I-Corps: Risk Detection Algorithms for Adolescent Online Safety
The University Of Central Florida Board Of Trustees, Orlando FL
Investigators
Abstract
The broader impact/commercial potential of this I-Corps project is that it will greatly benefit society by serving to proactively protect youth from serious online risks. A multidisciplinary team of researchers, clinicians, and industry partners will build, evaluate, and explore the commercial potential for state-of-the-art machine learning algorithms that detect adolescent online risk behaviors online, including mental health issues, sexual solicitations, and online harassment, for the purpose of mitigating these risks and preventing harm. The project will explore the release the algorithms as 1) an open source project that creates a community dedicated to promoting adolescent online safety, and 2) a software as a service application programming interface that makes this solution publicly available to social media and internet-based companies. The intent is to shift responsibility away from relying on third-party parental control software for protecting youth to directly enabling online platforms that cater to youth to play a larger role in protecting teens.
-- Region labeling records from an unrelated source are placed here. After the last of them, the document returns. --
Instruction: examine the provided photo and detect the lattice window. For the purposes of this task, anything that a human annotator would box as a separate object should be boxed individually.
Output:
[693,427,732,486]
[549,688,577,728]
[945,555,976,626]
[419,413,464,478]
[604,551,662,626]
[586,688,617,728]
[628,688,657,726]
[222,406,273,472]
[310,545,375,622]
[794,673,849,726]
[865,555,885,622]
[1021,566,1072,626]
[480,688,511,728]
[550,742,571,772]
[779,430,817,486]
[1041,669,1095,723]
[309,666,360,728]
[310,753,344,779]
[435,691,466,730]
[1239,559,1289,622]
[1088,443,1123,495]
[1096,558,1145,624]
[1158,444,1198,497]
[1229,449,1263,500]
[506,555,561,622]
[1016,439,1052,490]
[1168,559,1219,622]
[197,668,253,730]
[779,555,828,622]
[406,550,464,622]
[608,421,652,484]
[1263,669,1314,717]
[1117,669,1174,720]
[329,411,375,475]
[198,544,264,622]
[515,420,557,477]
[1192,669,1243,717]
By serving the direct needs of these customers, this project will also provide secondary benefits to teens and their families by proactively protecting teens from online risks. This I-Corps project will further develop a suite of algorithms tailored to adolescents that not only detect objectionable content within social media data but can also identify problematic behavioral patterns or changes that are indicative of impending risks over time. The intellectual merit of this work lies in the novel and intertwined synthesis of multi-modal data, machine learning techniques and human-centered approaches, in concert with clinical and industrial partnerships, for the design and development of tools that address the problem of adolescent online risk detection. This approach is transformative because it relies on developing a deeper contextual understanding of teen social media users by leveraging human insight and meta-level data about the social media content, rather than analyzing the social media data by itself. This work will enable real-time online safety interventions that protect and empower teen internet users. This award reflects NSF's statutory mission and has been deemed worthy of support through evaluation using the Foundation's intellectual merit and broader impacts review criteria.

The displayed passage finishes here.